The USD Index (DXY), which tracks the greenback vs. a bundle of its main rivals, accelerates its decline to the vicinity of the 111.00 neighbourhood, or 3-week lows.
USD Index looks to data
The index sinks further and maintains the negative tone for the second consecutive week on the back of the strong improvement in the sentiment surrounding the risk-associated universe.
The knee-jerk in the dollar follows the equally marked pullback in US yields across the curve, where the short end and the belly flirt with multi-day lows.
Data wise in the US, the FHFA House Price Index contracted at a monthly 0.7% in August, while the Consumer Confidence print tracked by the Conference Board will be in the limelight later in the session.
What to look for around USD
The dollar comes under heavy selling pressure and puts the 111.00 zone to the test on turnaround Tuesday.
In the meantime, the firmer conviction of the Federal Reserve to keep hiking rates until inflation looks well under control regardless of a likely slowdown in the economic activity and some loss of momentum in the labour market continues to prop up the underlying positive tone in the index.
Looking at the more macro scenario, the greenback also appears bolstered by the Fed’s divergence vs. most of its G10 peers in combination with bouts of geopolitical effervescence and occasional re-emergence of risk aversion.
Key events in the US this week: FHFA House Price Index, CB Consumer Confidence (Tuesday) – MBA Mortgage Applications, New Home Sales, Building Permits, Advanced Goods Trade Balance (Wednesday) – Flash Q3 GDP Growth Rate, Durable Goods Orders (Thursday) – PCE/Core PCE Price Index, Personal Income/Spending, Pending Home Sales, Final Michigan Consumer Sentiment (Friday).
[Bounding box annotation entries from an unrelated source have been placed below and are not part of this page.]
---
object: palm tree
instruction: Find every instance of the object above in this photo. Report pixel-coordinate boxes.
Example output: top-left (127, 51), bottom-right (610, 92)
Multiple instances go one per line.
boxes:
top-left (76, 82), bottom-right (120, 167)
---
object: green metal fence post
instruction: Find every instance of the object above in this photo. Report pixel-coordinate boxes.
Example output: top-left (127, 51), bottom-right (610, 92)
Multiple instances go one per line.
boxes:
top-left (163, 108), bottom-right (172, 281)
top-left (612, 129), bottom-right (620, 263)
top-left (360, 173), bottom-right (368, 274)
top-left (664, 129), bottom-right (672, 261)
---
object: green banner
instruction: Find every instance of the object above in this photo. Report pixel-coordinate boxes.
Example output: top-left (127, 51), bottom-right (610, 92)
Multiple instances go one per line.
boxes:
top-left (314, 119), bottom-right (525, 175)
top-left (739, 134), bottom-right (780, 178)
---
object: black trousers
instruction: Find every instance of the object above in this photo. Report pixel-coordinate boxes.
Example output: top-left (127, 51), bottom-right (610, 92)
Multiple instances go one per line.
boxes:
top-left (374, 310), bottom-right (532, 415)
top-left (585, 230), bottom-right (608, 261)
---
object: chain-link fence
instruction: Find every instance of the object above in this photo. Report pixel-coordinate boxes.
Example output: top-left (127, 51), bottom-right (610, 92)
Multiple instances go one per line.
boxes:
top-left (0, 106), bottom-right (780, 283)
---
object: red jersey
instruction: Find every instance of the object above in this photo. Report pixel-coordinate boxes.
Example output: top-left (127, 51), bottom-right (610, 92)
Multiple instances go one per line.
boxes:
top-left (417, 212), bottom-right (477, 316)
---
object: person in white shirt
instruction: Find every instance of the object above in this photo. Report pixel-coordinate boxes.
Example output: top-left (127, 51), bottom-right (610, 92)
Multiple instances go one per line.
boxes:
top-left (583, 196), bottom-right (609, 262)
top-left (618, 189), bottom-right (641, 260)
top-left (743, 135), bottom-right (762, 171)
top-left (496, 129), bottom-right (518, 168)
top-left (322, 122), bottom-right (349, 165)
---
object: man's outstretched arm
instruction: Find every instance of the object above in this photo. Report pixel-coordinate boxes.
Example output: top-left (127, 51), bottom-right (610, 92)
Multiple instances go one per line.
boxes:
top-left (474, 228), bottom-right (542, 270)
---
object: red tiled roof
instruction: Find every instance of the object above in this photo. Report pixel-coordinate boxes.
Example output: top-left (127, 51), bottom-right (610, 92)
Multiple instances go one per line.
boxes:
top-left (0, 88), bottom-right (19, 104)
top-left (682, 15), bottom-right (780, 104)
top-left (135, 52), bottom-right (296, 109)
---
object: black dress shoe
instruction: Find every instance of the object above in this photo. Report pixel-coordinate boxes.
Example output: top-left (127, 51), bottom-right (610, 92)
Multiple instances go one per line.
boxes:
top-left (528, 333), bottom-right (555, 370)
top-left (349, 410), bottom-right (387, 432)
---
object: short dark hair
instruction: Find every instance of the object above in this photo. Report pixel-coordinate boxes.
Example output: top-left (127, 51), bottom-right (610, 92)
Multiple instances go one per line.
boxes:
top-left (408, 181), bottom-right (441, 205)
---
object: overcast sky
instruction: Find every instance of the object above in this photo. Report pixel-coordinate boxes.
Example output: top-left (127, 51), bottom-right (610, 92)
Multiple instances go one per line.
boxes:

Eminent issues on the back boiler: Hard/soft/softish? landing of the US economy. Prospects for further rate hikes by the Federal Reserve vs. speculation of a recession in the next months. Geopolitical effervescence vs. Russia and China. US-China persistent trade conflict.
USD Index relevant levels
Now, the index is retreating 0.77% at 111.13 and the breach of 110.05 (weekly low October 4) would open the door to 109.35 (weekly low September 20) and finally 107.68 (monthly low September 13). On the other hand, the next up barrier lines up at 113.88 (monthly high October 13) seconded by 114.76 (2022 high September 28) and then 115.32 (May 2002 high).